Il protagonista assoluto rimane Ludovico Scimone, fotocopia del padre Raimondo, cioè dello stupratore seriale, di quel mostro di ferocia belluina, che si avventa perfino su Maria Luisa, meravigliosa fanciulla, fidanzata innamoratissima di suo figlio Roberto, la quale, dopo lo stupro, non vede l’ora, si può dire, di raggiungere, tramite il suicidio, il ragazzo che l’ha preceduta nell’aldilà. Impressiona, mentre una lunga serie di delitti si consuma nel silenzio, la partecipazione muta di quasi tutto il paese, che è però al corrente di tutto, come se porte e finestre chiuse fossero fornite di occhi ed orecchi.
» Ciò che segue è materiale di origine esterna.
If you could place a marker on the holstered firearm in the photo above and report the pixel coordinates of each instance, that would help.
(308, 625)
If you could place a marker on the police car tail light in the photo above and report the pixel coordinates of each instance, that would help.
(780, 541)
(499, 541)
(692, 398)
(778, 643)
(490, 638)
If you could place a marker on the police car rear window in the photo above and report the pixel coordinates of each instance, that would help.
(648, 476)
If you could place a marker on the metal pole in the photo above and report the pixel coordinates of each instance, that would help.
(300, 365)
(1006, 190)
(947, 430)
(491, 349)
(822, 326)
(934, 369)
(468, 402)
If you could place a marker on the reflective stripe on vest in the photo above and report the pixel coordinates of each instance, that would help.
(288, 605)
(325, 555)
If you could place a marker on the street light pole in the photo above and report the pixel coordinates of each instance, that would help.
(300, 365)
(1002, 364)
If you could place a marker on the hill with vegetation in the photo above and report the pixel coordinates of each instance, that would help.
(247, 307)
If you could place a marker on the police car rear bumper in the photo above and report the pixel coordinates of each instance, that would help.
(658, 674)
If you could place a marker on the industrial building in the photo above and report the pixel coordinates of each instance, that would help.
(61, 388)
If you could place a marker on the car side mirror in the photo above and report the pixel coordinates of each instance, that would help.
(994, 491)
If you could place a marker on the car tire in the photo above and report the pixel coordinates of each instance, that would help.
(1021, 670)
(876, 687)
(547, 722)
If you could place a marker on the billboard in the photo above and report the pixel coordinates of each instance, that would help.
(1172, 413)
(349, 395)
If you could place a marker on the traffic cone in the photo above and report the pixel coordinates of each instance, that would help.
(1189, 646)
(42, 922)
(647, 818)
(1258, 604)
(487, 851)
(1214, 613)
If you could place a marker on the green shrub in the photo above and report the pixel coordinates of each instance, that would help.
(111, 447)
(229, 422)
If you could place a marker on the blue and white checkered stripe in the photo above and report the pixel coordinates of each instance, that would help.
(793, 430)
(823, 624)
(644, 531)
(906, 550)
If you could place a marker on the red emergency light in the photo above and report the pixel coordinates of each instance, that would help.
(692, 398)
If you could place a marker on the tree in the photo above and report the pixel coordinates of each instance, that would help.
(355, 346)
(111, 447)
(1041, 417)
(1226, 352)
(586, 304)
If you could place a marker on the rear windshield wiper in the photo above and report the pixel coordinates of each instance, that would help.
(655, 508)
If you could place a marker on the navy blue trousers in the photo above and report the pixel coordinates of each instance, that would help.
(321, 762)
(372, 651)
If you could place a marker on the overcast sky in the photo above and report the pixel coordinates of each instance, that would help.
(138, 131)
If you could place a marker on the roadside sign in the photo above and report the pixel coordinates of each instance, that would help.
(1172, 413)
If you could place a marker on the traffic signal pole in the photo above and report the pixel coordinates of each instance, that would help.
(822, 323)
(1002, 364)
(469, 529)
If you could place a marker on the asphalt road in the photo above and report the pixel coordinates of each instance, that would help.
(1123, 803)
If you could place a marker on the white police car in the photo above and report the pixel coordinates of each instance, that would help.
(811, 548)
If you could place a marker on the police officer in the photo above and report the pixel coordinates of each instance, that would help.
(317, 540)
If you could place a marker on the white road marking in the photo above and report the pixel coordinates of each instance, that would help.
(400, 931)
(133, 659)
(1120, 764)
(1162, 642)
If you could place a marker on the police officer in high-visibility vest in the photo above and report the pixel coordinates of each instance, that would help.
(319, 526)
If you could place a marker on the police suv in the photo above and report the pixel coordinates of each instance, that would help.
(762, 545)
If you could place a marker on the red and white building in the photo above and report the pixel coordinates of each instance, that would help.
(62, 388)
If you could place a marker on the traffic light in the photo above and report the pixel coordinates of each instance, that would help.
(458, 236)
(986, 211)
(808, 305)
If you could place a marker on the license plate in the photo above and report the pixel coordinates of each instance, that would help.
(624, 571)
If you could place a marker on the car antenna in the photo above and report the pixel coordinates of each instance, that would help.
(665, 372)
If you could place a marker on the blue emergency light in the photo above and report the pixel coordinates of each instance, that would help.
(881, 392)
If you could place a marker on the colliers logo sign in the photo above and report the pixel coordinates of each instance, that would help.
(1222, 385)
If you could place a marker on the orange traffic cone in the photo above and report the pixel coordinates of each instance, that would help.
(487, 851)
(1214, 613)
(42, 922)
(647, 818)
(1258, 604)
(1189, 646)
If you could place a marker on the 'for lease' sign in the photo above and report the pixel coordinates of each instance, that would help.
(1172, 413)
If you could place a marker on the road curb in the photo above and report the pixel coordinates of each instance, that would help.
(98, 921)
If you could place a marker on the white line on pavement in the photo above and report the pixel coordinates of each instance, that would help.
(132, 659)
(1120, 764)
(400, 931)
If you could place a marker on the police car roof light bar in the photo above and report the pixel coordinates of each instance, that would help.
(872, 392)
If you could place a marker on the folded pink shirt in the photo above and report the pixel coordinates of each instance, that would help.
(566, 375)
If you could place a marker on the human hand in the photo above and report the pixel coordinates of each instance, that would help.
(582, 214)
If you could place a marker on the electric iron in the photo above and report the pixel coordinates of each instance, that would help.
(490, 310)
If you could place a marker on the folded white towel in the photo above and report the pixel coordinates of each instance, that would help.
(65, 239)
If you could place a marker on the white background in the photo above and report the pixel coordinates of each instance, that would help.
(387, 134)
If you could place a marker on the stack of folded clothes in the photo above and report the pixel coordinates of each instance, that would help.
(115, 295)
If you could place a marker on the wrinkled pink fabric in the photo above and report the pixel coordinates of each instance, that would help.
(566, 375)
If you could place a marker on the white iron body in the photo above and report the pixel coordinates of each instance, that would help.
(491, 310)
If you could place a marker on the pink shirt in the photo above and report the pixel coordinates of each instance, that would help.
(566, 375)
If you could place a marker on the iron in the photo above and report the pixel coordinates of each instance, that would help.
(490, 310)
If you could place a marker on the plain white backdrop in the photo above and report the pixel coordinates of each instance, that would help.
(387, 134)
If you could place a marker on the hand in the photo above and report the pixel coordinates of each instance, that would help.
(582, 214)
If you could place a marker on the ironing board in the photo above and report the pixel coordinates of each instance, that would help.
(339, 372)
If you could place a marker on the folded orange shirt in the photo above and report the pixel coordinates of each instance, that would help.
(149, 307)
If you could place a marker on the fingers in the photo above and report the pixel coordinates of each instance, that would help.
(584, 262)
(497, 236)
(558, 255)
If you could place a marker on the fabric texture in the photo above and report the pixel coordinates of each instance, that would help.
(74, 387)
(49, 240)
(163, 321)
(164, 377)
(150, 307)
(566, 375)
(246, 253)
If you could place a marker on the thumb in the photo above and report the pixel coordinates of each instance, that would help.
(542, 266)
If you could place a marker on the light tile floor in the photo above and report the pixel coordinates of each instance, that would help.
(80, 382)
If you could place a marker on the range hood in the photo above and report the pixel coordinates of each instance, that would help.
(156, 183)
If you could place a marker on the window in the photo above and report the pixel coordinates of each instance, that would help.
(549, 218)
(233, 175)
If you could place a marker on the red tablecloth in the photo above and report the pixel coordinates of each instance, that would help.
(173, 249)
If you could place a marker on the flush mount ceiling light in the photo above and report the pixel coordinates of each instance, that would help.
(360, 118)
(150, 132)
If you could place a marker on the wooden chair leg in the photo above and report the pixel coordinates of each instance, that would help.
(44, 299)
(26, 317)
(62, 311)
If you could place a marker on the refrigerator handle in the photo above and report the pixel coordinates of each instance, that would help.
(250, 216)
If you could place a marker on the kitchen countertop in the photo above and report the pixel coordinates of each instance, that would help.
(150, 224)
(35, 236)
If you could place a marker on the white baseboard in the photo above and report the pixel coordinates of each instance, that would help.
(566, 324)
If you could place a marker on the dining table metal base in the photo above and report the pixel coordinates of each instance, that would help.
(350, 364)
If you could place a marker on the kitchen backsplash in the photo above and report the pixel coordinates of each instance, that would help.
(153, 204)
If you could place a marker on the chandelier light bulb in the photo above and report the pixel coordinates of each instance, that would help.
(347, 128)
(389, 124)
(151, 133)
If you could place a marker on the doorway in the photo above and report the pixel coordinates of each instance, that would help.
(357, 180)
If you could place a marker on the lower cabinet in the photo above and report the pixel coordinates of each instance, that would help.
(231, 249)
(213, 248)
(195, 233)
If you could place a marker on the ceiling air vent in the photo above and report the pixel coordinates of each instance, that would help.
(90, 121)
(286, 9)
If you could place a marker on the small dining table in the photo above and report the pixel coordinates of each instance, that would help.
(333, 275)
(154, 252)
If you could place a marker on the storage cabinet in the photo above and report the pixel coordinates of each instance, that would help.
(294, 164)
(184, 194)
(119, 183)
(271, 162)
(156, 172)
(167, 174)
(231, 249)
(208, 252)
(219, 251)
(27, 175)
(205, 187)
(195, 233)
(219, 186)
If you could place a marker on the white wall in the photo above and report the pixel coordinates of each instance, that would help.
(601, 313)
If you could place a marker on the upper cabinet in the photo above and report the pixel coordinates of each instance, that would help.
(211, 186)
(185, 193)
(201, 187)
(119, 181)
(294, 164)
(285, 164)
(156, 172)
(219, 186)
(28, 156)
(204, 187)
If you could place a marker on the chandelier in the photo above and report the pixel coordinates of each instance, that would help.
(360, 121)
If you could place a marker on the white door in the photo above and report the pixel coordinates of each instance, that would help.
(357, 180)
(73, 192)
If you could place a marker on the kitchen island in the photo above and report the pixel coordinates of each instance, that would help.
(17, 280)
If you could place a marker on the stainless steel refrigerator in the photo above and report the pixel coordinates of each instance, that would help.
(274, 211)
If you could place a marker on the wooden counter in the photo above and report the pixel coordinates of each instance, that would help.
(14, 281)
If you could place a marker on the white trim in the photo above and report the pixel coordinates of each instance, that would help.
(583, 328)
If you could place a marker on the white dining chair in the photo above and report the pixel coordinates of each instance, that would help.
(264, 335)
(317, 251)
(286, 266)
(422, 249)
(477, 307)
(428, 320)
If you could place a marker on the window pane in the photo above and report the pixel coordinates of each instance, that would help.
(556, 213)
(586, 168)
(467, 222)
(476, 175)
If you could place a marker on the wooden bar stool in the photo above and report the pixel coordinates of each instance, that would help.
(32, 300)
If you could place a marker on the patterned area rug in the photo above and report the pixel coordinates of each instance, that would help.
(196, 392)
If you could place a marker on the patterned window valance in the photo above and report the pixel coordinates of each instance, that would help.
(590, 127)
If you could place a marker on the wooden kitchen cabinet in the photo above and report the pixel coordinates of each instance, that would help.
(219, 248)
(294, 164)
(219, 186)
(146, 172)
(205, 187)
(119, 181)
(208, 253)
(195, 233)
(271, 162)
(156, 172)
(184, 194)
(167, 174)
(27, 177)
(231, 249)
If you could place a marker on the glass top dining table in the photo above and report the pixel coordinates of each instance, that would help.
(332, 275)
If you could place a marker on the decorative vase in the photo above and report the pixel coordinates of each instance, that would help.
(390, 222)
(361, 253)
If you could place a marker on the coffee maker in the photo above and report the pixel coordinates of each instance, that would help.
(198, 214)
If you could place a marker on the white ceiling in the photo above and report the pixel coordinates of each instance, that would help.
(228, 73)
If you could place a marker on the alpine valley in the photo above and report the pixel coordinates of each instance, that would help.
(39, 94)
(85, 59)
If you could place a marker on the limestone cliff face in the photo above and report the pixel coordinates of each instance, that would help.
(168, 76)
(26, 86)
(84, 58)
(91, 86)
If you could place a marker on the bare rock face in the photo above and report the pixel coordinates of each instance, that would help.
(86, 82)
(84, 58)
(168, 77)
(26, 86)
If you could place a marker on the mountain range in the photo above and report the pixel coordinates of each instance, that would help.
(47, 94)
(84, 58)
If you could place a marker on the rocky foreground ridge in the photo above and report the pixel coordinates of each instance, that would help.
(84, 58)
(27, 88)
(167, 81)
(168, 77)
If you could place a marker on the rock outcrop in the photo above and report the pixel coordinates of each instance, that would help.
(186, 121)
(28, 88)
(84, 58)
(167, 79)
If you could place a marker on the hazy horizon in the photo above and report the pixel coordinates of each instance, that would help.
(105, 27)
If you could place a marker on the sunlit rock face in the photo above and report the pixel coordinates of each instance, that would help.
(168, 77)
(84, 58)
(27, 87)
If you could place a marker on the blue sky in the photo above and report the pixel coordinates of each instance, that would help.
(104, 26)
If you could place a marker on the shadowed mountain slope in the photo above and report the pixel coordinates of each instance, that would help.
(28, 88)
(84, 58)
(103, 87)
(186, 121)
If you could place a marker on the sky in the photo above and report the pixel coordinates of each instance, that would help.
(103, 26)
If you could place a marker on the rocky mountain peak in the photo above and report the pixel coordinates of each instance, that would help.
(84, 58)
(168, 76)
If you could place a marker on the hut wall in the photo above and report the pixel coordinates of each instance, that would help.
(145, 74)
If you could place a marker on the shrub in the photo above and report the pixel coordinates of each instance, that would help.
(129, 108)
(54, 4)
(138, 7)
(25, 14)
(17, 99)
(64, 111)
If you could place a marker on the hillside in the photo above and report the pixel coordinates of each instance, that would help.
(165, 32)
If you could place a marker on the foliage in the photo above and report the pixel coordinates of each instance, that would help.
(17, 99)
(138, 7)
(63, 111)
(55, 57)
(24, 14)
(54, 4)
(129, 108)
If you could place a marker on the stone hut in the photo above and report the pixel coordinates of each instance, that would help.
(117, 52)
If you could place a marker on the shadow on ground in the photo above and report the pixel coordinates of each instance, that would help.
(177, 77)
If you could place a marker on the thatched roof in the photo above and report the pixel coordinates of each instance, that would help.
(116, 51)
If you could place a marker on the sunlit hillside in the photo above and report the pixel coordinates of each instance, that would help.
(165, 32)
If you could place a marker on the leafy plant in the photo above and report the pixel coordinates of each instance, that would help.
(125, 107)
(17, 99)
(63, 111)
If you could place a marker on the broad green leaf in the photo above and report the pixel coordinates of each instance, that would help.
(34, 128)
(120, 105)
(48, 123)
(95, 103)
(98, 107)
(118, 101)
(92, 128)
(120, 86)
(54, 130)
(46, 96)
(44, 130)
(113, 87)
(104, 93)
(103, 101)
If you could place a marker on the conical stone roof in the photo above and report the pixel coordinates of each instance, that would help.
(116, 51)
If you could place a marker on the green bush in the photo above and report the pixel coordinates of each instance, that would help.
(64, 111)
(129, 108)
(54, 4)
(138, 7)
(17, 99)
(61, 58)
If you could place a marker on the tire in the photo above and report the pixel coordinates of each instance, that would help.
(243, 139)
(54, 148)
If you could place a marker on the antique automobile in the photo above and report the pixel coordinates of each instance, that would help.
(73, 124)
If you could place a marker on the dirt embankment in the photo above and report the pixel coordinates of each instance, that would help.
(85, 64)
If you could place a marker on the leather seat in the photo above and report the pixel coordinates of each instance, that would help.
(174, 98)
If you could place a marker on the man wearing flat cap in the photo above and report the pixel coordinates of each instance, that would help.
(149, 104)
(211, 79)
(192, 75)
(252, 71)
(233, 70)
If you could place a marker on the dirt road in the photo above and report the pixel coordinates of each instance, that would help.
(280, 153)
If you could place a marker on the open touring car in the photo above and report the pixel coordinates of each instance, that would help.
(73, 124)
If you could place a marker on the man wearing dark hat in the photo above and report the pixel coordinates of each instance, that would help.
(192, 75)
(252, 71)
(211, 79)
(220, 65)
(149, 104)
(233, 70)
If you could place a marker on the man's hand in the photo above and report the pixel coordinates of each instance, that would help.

La conclusione è che non soltanto Concetta, amica d’infanzia di Ludovico, pronta e ben felice di darsi a lui e di informarlo su ciò che avviene in casa di Gertrude, sorella minore di Maria Luisa, e della vecchia mamma Giuliana, già amante del defunto Raimondo, non soltanto Elena, moglie di Ludovico e sua anima nera almeno finché non si stanca dei suoi tradimenti e non lo mette dinanzi a un finto tradimento per dileggiarlo e metterlo dinanzi alle sue meschinità, ma anche l’intero paese partecipa coralmente alla tragedia che, per buona parte del suo sviluppo, appare senza catarsi.
Tuttavia, la possibilità di purificazione spirituale e di redenzione si fa luce piano piano superando le barriere del male trionfante, che, alla fine, si ritorce su sé stesso. Il maestro Armando Pallavicino, di fatto in pensione, dato che ha deciso di non andare più a scuola, personaggio melenso, lezioso e sfuggente, di carattere debole e quasi sprovvisto di vigore intellettuale e umano, mira a far fallire il rapporto d’amore tra Carmine e Gertrude. Ricordiamo ancora una volta che Carmine è il fratello, considerato degenere, di Ludovico e disonore degli Scimone dediti al potere e al sesso scatenato, un fratello che chissà perché non mira a successi di sorta ed è per giunta conquistato dalla sensibilità artistica. Un debole, insomma, un mite agli occhi del fratello Ludovico, che nulla ha preso del patriarca Raimondo se si innamora addirittura di Gertrude. A causa della sua debolezza di persona vile e senza forti valori, il maestro Armando Pallavicino lascia Maria Luisa di cui era innamorato nelle grinfie del bestione Raimondo Scimone, partecipando così attivamente a determinare il suicidio della dolce fanciulla. Riesce, comunque, il maestro Pallavicino a redimersi scoprendo infine i veri valori umani grazie alla lettura dei mistici e, in definitiva, riconoscendosi nel messaggio cristiano di salvezza. Trova così il suo riscatto.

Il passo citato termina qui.